Are these crimes too old, or too recent?
Are current States not to be held responsible for their past crimes,
because they are too old, and not to be held responsible for their current
crimes because they are not old enough?
Are people not to be held responsible as long as they are in power,
and their successors not be held responsible either,
because they did not were not the head honchos (or honchos at all)
at the time the crimes were committed?
What is the prescription for "crime against mankind"?
Doesn't the Nurenberg jurisprudence make it
a retroactively prosecutable crime that requires no victim to stand up?
Don't the recent retrocession of goods of jewish victims
to jewish organizations (not to the long-deceased victims)
make a precedent that it has no time limitation?
Or is it to be believed that only jews are to obtain justice,
when they are not quite the biggest victims of the century
in either number, proportion or horror?

Now, of course, there are problems with obtaining justice.
Nobody fought and won a armed war against communism,
so who is to constitute the court against it?
What about Chinese, Vietnamese, or North Korean communists?
What about all the small dictatures
that the western countries support all over the world?
And when the powers-that-be are themselves the criminals, who is to be judge?
We cannot even have a "national reconciliation committee"
as they had in South Africa, when the crimes are international;
and even less when whole nations were destroyed, as done by Stalin
or by the american colonists, and there is no one left to reconcile with.
When most victims are long dead,
and the survivors had to invent a new life,
who is to receive compensation?
When the main culprits are dead,
and there only remains their accomplices, lackeys, or heirs,
who is to be prosecuted?
Are States as a whole to be held responsible
(as seems the case with the retrocession of jewish goods),
or only the people composing them?

The problem is indeed difficult, but it should be tackled.
Either governments are to be held responsible for their predecessors,
and then we should prosecute most or all governments in the world,
and seek at least recognition of those crimes, rehabilitation of victims,
and destitution of criminals remaining in power
(Milosevic being but a petty criminal as compared
to Chinese, Cuban, Burman or Sudani governants).
Or they are not. And maybe things are not so bad.

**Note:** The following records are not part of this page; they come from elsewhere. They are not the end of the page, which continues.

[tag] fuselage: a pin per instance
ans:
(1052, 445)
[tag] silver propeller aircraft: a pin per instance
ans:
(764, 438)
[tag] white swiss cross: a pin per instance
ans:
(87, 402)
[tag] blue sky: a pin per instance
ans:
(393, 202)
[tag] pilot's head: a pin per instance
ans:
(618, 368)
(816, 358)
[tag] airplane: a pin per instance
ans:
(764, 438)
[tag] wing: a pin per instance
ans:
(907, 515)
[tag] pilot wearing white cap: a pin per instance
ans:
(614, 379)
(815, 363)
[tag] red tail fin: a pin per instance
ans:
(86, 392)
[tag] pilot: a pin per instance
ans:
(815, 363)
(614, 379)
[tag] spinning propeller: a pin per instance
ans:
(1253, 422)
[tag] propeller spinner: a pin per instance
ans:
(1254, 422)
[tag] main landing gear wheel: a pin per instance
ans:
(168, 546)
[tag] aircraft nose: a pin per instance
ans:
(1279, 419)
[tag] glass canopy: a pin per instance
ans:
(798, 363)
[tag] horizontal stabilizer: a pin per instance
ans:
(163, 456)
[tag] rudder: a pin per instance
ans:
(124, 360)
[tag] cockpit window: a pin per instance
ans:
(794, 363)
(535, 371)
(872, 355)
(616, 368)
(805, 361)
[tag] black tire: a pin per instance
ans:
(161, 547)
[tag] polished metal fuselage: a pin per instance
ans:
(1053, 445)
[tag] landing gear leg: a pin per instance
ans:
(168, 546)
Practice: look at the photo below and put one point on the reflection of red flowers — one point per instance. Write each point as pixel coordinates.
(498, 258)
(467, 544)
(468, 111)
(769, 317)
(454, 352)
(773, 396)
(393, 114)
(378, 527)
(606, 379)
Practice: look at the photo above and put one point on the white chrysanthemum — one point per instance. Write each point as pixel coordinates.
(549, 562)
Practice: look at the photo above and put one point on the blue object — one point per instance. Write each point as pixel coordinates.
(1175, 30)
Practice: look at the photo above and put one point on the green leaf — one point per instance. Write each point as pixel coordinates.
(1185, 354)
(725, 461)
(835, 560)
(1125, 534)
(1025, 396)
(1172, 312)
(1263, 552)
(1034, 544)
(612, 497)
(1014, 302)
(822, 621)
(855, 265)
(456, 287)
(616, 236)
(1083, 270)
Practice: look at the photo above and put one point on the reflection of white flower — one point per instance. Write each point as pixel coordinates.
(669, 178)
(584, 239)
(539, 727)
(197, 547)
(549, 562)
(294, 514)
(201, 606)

For if governments are not to be held responsible
for the crimes of their predecessors,
why should they be responsible for their debts?
Has life less value than a dollar? than one thousand dollars?
than one million dollars? than one billion dollars?
than one thousand billion dollars?
What is the price of human life?
If governments have no accountability for the deeds
of their predecessors (or of themselves) that concern massive bloodshed,
why should they be accountable when it comes to money?

For instance, if the current Russian government isn't accountable
for the crimes of the former Soviet government,
then it shouldn't be accountable for its debts, either.
This has profound implications:
it means that whoever lends money to a dictature
will have no money returned when the dictature eventually wears off.
It means that dictatures will no more find any bank to support them
in the long term. It means that they will have 

So the rule should be, given any government,
either it is accountable or it is not.
If it is accountable, sue it and obtain justice from it.
If it is not, then beware than neither will be its successor,
so shun dictatures least you don't care about what your money
will become in two decades, for your dictature may be gone before that,
and your claims of credit with it.

Either way, we win, if only we can force jurisprudence
from international courts: either we obtain reparation from crimes,
or we deprive dictatures from all their financial credit.